Commissioner Carson Taylor had proposed removing the condition that
providers can't add more patients, but his motion failed.

Mehl said medical marijuana has been permitted in Montana for six
years and there's no reason providers can't wait a few months for
rules to be established.

Commissioner Sean Becker voted against the temporary regulations. Like
Taylor, he also wanted to remove the condition about adding more
patients, but because none of the other commissioners supported it, it
would have resulted in a tie. Mayor Jeff Krauss was absent.

A "school" is defined in the interim ordinance as any public or
private K-12 school or vocational school. Commissioners opted not to
include Montana State University and daycares in the definition.
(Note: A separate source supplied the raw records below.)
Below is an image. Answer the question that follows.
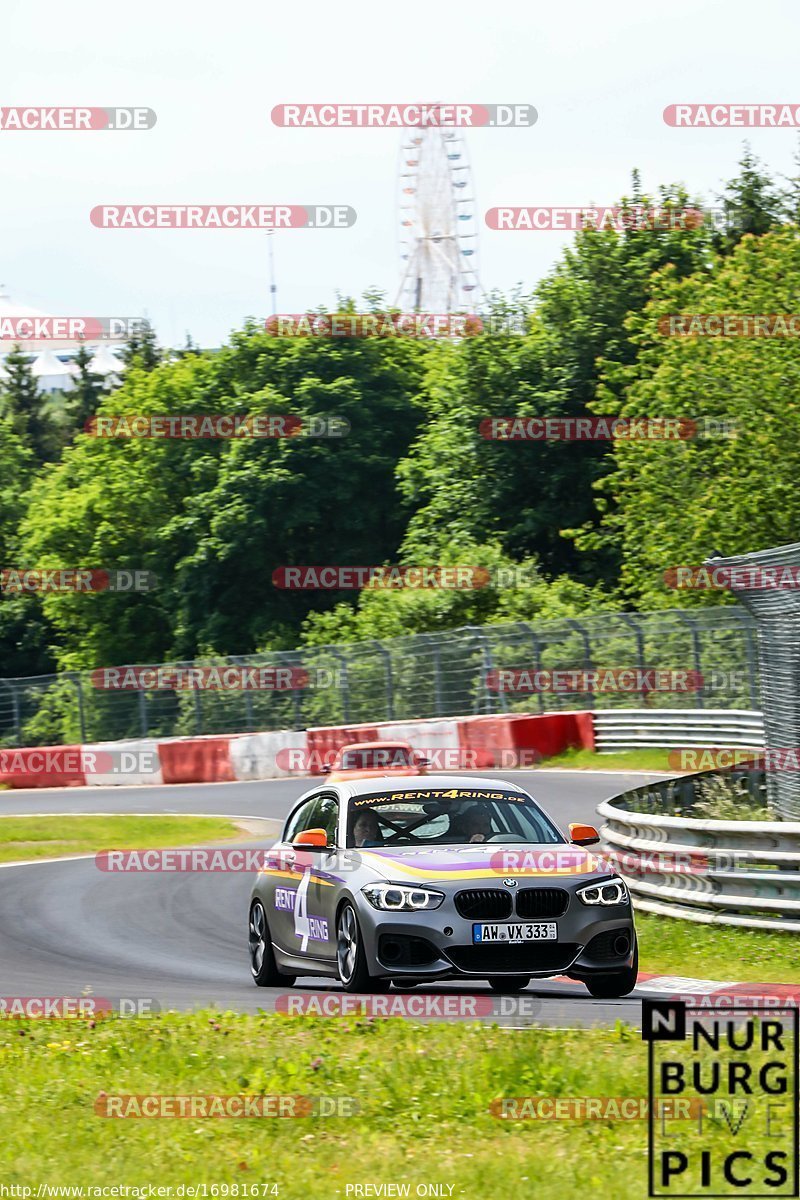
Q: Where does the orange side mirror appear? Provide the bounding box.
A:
[294,828,329,847]
[569,822,600,846]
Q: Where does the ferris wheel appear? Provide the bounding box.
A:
[395,125,481,313]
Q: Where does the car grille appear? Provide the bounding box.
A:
[515,888,569,918]
[447,944,579,974]
[454,889,513,920]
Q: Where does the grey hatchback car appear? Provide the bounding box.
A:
[249,776,637,996]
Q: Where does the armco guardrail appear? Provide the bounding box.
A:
[593,708,764,751]
[598,771,800,932]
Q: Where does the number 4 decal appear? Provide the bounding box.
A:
[294,867,312,951]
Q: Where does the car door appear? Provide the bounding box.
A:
[268,796,320,954]
[299,791,341,963]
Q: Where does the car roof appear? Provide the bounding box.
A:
[338,773,529,799]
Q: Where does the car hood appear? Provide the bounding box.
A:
[353,844,606,884]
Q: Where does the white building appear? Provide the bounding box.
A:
[0,286,127,394]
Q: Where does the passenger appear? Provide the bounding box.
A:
[462,805,493,844]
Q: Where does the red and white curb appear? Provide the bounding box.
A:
[554,972,800,1004]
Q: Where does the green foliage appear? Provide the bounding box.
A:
[6,149,800,687]
[576,227,800,608]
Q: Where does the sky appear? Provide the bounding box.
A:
[1,0,798,348]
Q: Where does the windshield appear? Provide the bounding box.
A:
[346,786,563,848]
[339,745,413,770]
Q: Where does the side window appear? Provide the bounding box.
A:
[311,794,340,846]
[283,798,319,843]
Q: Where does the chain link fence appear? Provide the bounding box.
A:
[705,542,800,820]
[0,606,758,749]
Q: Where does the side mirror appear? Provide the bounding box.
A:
[320,763,332,774]
[569,822,601,846]
[415,756,430,767]
[294,828,329,848]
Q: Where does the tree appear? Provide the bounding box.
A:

The school-zone restriction is on top of existing zoning requirements
for businesses in Bozeman, which allow the sale of medical marijuana
where retail stores are allowed, but not in homes. The city does not
allow medical offices as a home occupation.

Growing medical marijuana would be allowed in areas zoned
residential-suburban, where agricultural uses are allowed.

Montana voters passed an initiative legalizing marijuana for medical
use in 2004. But growers kept their operations out of sight until the
federal government announced in October that people following their
state's laws won't be prosecuted.

Patients can legally grow up to six plants at their
home.

Providers can grow six plans for every patient they have.